Avant le malaise de Pierre
Depuis quinze jours que Matthieu, Stéphanie et Didier travaillent sur la disparition de Valérie. Ils pianotent sur internet pour la liste des hôtels et des aéroports. Ils utilisent beaucoup le téléphone. Pierre prend l'initiative de convoquer Matthieu chez lui. Pierre rangeait son bois sous son hangar, lorsque Matthieu se rend sur les lieux.
— Il doit le savoir… désolé, Valérie de te trahir !
Matthieu entre par le petit portail, le grincement alerte Pierre qui l'interpella.
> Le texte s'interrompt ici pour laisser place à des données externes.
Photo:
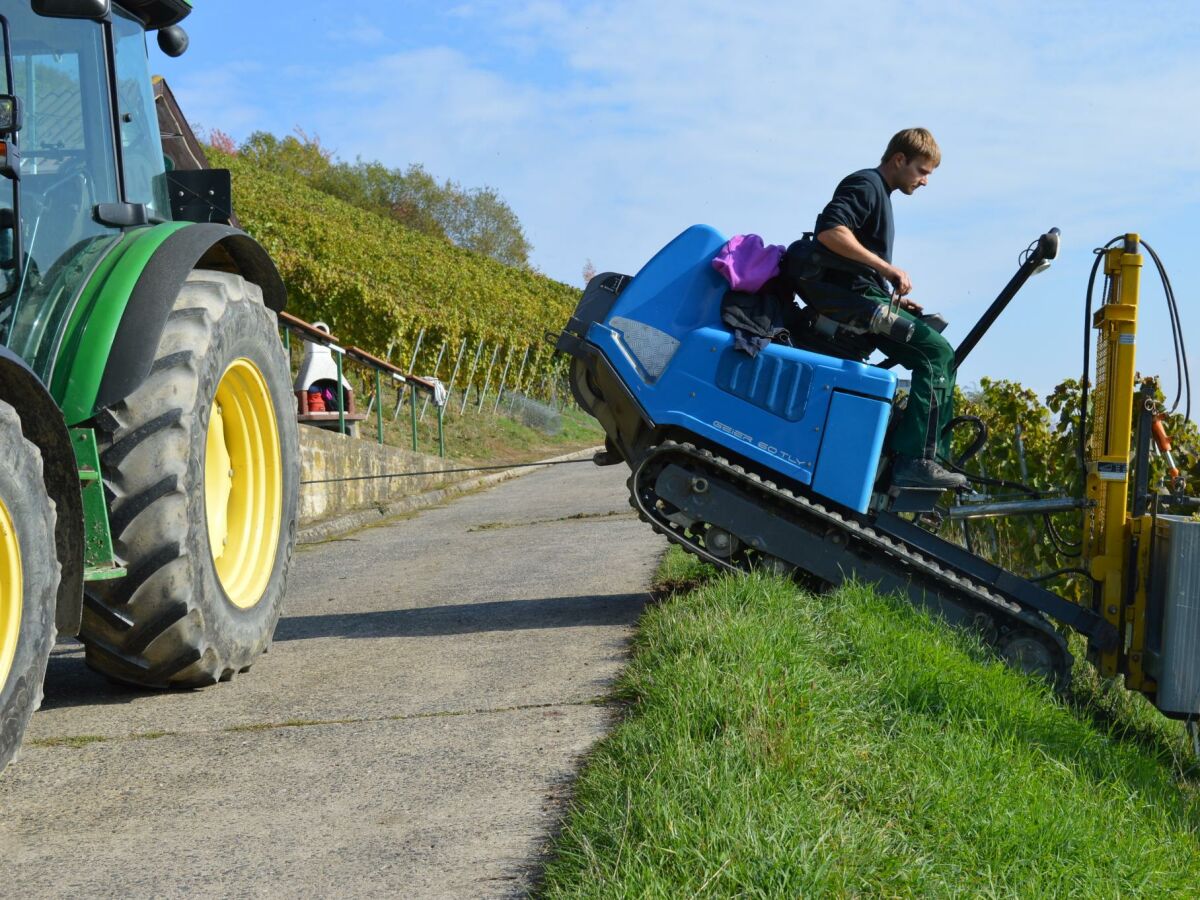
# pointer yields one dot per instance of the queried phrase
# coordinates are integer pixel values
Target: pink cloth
(747, 264)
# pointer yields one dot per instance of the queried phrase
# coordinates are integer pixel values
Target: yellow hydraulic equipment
(1143, 563)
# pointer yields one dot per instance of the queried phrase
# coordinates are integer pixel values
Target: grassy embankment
(785, 744)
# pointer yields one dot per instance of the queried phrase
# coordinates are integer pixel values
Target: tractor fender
(197, 246)
(42, 425)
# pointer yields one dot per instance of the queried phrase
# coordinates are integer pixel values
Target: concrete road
(413, 731)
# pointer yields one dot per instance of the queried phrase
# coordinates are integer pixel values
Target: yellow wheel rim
(243, 484)
(11, 593)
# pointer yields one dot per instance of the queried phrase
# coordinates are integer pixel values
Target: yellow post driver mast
(1109, 531)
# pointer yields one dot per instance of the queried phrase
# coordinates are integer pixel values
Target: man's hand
(899, 279)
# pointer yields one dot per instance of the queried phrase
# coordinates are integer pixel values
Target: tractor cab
(83, 160)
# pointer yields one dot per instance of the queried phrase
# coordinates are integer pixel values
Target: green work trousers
(930, 359)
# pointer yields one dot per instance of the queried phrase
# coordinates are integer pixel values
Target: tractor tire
(202, 469)
(29, 582)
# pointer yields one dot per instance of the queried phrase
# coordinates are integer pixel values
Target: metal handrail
(381, 367)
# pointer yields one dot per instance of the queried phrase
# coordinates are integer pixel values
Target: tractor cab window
(67, 167)
(142, 157)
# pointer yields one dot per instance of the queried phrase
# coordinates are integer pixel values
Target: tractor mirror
(173, 41)
(10, 115)
(73, 9)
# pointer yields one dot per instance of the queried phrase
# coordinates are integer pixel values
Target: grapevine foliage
(1045, 433)
(377, 283)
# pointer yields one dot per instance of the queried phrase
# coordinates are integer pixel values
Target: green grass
(784, 744)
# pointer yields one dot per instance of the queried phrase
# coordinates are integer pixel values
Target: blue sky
(611, 126)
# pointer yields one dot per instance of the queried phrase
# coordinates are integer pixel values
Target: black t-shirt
(862, 203)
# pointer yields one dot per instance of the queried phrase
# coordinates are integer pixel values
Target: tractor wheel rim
(11, 593)
(243, 484)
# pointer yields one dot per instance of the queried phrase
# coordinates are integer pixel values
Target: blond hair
(913, 143)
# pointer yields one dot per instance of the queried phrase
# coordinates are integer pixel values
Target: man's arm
(843, 241)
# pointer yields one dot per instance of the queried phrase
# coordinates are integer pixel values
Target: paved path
(413, 731)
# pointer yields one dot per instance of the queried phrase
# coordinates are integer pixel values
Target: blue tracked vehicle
(777, 461)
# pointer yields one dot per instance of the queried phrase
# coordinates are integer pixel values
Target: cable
(1071, 570)
(442, 472)
(1183, 377)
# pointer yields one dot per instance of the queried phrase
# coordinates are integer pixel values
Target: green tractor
(148, 435)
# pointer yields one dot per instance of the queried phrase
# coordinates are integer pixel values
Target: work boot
(924, 473)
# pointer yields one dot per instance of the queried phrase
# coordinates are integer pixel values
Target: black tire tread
(157, 625)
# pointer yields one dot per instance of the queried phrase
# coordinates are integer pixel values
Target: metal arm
(1045, 251)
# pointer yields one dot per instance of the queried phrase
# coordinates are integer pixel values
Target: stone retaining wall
(329, 455)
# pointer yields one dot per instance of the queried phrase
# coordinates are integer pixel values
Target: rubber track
(957, 583)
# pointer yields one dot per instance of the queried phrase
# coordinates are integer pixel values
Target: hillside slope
(377, 282)
(785, 744)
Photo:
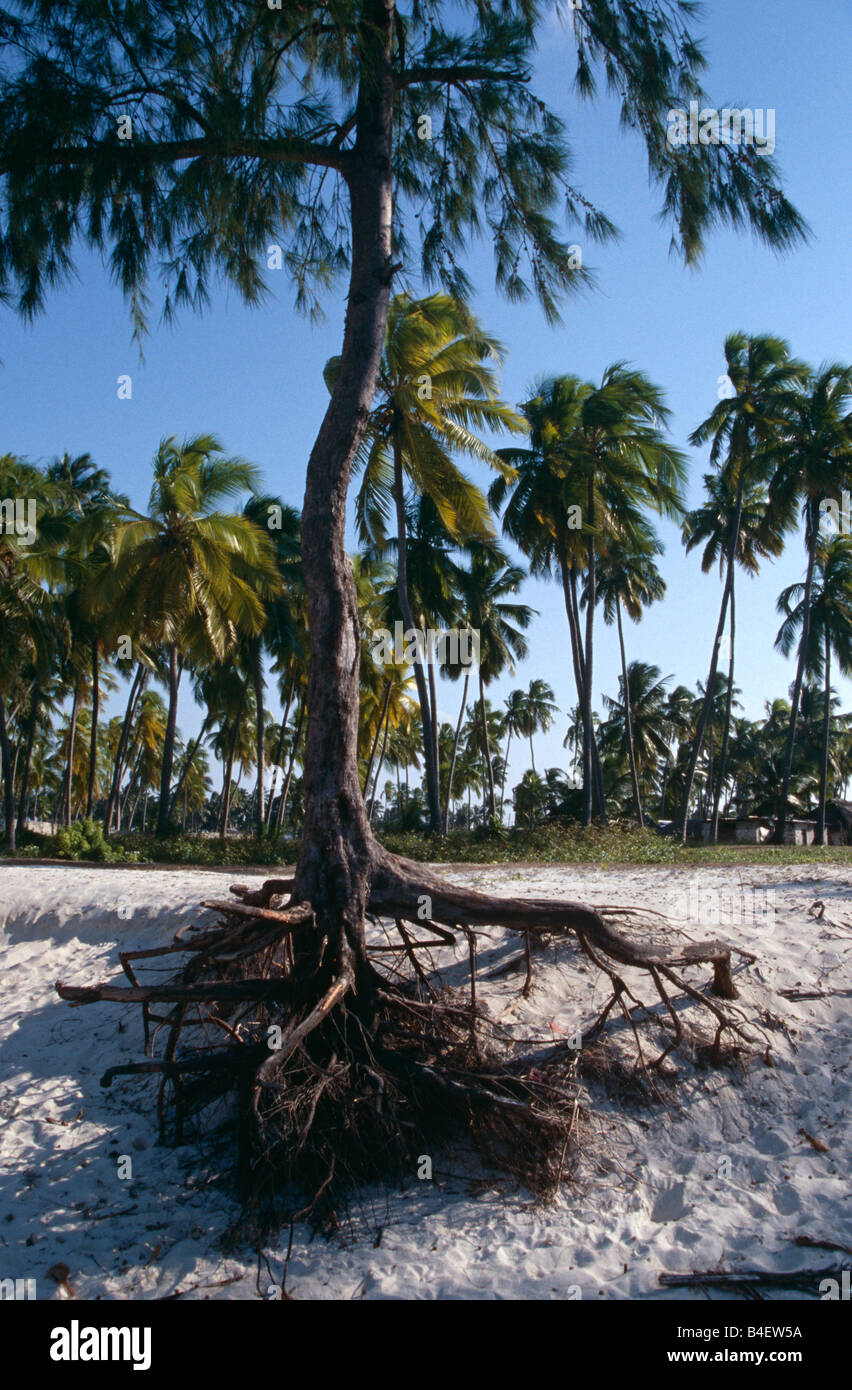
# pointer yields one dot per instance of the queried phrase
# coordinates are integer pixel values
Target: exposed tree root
(348, 1065)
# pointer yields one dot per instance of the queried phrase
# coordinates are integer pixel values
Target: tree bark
(228, 777)
(708, 702)
(423, 694)
(95, 715)
(9, 786)
(452, 769)
(723, 754)
(820, 829)
(168, 745)
(31, 733)
(139, 677)
(631, 751)
(257, 677)
(492, 805)
(797, 688)
(337, 844)
(71, 742)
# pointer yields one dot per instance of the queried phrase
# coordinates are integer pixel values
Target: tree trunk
(590, 662)
(280, 751)
(491, 804)
(71, 742)
(423, 694)
(820, 829)
(797, 690)
(726, 736)
(188, 761)
(9, 786)
(381, 763)
(452, 769)
(631, 751)
(95, 715)
(31, 733)
(168, 745)
(708, 702)
(228, 777)
(285, 790)
(378, 734)
(139, 677)
(257, 676)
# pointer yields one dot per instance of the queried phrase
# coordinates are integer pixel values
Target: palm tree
(829, 626)
(193, 577)
(487, 587)
(730, 506)
(437, 389)
(539, 712)
(813, 466)
(744, 430)
(630, 580)
(605, 444)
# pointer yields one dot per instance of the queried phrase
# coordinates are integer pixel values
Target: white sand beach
(726, 1172)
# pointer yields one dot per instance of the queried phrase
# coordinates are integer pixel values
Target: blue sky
(253, 377)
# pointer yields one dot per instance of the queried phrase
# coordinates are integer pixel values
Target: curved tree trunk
(820, 829)
(797, 688)
(93, 738)
(631, 751)
(168, 744)
(452, 767)
(337, 844)
(723, 755)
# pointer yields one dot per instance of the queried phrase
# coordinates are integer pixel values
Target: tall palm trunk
(168, 744)
(797, 690)
(228, 779)
(31, 734)
(726, 736)
(280, 751)
(590, 662)
(708, 701)
(188, 761)
(9, 783)
(378, 734)
(71, 742)
(257, 677)
(381, 763)
(491, 804)
(452, 769)
(631, 749)
(136, 685)
(423, 695)
(820, 827)
(285, 790)
(95, 715)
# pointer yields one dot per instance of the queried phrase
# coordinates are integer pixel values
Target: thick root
(349, 1066)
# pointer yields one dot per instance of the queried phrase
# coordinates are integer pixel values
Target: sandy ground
(720, 1175)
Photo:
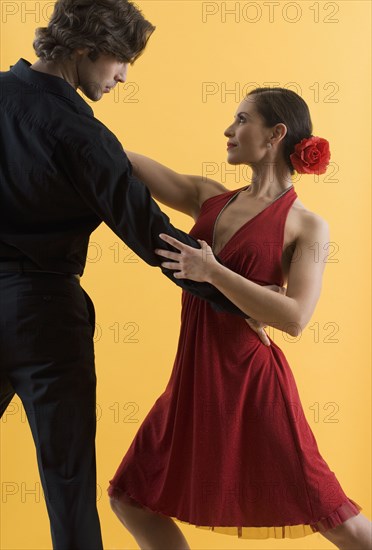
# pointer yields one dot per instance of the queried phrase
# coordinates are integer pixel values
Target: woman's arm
(289, 313)
(179, 191)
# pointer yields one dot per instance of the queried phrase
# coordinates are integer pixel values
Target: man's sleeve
(103, 178)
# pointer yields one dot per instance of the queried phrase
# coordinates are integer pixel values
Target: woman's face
(248, 137)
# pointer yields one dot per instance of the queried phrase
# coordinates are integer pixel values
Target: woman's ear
(279, 132)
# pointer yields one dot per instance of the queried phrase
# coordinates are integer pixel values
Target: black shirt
(62, 173)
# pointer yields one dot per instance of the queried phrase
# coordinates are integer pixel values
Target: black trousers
(47, 359)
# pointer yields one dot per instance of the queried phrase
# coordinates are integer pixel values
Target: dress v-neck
(245, 223)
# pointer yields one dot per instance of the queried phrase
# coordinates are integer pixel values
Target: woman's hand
(259, 327)
(190, 263)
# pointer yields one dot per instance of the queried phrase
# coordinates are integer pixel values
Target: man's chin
(93, 95)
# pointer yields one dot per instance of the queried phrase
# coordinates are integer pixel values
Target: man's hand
(258, 326)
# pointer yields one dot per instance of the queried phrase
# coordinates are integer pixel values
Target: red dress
(227, 445)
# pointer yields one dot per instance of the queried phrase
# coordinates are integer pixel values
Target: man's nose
(122, 75)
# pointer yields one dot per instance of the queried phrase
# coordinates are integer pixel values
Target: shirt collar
(49, 83)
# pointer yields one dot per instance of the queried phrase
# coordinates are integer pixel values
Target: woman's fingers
(174, 242)
(167, 254)
(170, 265)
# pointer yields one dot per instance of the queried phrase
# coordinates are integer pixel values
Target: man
(62, 173)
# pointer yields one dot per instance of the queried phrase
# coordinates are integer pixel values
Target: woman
(227, 445)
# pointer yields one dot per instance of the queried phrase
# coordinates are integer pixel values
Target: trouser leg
(54, 376)
(6, 392)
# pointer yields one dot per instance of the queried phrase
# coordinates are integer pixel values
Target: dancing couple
(226, 445)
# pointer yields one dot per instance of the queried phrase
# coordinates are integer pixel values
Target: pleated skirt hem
(346, 510)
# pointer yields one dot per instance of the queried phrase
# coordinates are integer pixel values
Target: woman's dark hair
(277, 105)
(115, 27)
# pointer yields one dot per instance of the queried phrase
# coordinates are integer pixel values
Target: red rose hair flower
(311, 156)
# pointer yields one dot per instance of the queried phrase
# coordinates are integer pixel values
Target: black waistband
(27, 266)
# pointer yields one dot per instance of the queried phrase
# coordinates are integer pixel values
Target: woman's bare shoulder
(305, 223)
(209, 188)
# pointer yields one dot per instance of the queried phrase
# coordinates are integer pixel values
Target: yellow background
(319, 49)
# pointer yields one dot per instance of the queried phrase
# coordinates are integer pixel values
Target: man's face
(99, 77)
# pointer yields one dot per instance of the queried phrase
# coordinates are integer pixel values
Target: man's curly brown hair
(115, 27)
En tenue de travail avec une salopette en jean et avec une chemise à carreaux, Pierre ne voulait pas l'accueil avec un costume cravate.
Matthieu le connaissait depuis des années sans savoir le lien avec sa mère. Pierre cesse son activité et l'incite à introduire dans la maison.
Ils pénètrent dans la maison. Matthieu, toujours aussi émerveillé par cette maison s'exclame :
— Toujours aussi belle, ta demeure.
— Désires-tu boire quelque chose.
— Non merci, je n'ai pas soif.
— Assieds-toi, je t'en prie.
Tous les deux s'installent sur un fauteuil différent, mais face à face.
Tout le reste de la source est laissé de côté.